Interesting article today about how expensive divorce and marriage breakdown is in Aotearoa/New Zealand – apparently to the tune of $1 billion taxpayer dollars per year.
According to the Executive Summary:
While divorce may on occasion help avoid negative family outcomes (such as in high conflict situations), international research suggests that private costs of divorce and unmarried childbearing include increased risks of poverty, mental illness, infant mortality, physical illness, juvenile delinquency and adult criminality, sexual abuse and other forms of family violence, economic hardship, substance abuse, and educational failure.
The report recommends supports to strengthen marriage and reduce family breakdown, and programmes to reduce unwed pregnancies among teen mothers.
I guess that means wed teenage mothers have no negative outcomes, the wedding somehow cancelling out the teenagedom?
There are other issues here. “International research” concluding the various negative outcomes listed is at best contested and at worst purely ideological. Sexual abuse and family violence sadly happen in families whether or not people are married – and often divorce is how this abuse stops – not how it begins. The costs of family violence to the New Zealand economy – in terms of police call-outs, health services, mental health services, education programmes for offenders and those victimised, housing, child protection services, justice sector costs (court-time, prisons), lost ability to work etc etc etc – were estimated at $1.2 billion in 1994.
But frankly there are issues here too with those commissioning the research, and those conducting it.
NZIER is a research organisation with particular links. Heavily involved in campaigning against action on carbon emissions, they wrote a report, described as independent though funded by heavy emitters such as Solid Energy, which predicted a number of poor economic outcomes from emissions trading.

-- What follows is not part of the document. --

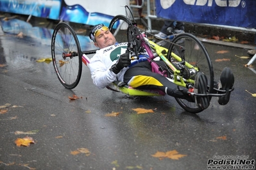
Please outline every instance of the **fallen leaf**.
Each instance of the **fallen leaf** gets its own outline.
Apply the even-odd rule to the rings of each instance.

Labour MP Pete Hodgson said in parliament back in 2003:
I regret to advise that I have seen a pattern with New Zealand Institute of Economic Research reports, in that they tend to have some bearing on those who pay for them.
All of which makes me wonder how much Family First were charged to produce a report which tells us how much divorce and family breakdown cost us. After all, their website welcomes us with:
Hi, I’m Bob McCoskrie
Are you concerned about rising family breakdown and the decline in standards and responsibility? I know I am.
You get what you pay for these days it seems. It’s a shame – these issues deserve a less partisan approach – and one where the desired outcome has not been pre-determined.